集団にまぎれることができたので、精神的には楽になった。どちらへ向かったらいいのかわからずにひとりで歩くのは本当に心細かった。しかし今度は、足の痛みがどんどん増してきた。太もものつけ根、太もも、ふくらはぎが痛くて仕方がない。途中、ベンチや少しの段差に腰かけて足をさすっている人もたくさんいる。みんな本当につらいのだ。それでも、少しでも早く家に着きたくて、足を止めることができない。
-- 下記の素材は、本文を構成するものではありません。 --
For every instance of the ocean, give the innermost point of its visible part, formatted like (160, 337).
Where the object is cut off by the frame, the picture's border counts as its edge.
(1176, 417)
時刻は午前0時をまわった。なんとか東京を出てM市には入っていたけど、私の住むところまではまだ15キロくらいある。もう足を動かしたくないくらい痛い。でも歩かなくては。周りの人たちの流れによって、なんとか歩いているといった感じだった。痛い、痛い、もう歩くのをやめたい。

と、そのとき。「休憩所を設けております! トイレや休憩、ご利用ください!」という大きな声が耳に入った。M市の公共の体育館を開放しているらしい。早く帰りたいし、と迷ったが、足の痛みと相談して少し休憩させてもらうことにした。

職員さんがものすごくあたたかく迎えてくれて、「おなかすいていないですか?」とわかめごはんを手渡してくれた。ほかほかだった。また、涙が出そうになる。しばらくすわって休憩し、再出発することにした。出口で職員さんにお礼を言うと、「どちらまで行かれるんですか」と尋ねられたので行き先を告げる。すると、「まだまだ遠いじゃないですか。朝までお休みになったほうがいいですよ、さあどうぞ」 と言ってくださった。朝までここで眠ることに決めた。

毛布がいただけた。体育館の床に、大勢の人が眠っている。余震が繰り返し起こっていたこともありほとんど眠れなかったけれど、毛布にくるまって横になれたことがとてもとてもありがたかった。

朝5:30。再出発。足の痛みはひいていなかったけれど、休んだら元気が出た。あと2時間も歩けば着くだろうか。職員さんがやさしく見送ってくださった。人のやさしさにふれて、本当に心がふるえた。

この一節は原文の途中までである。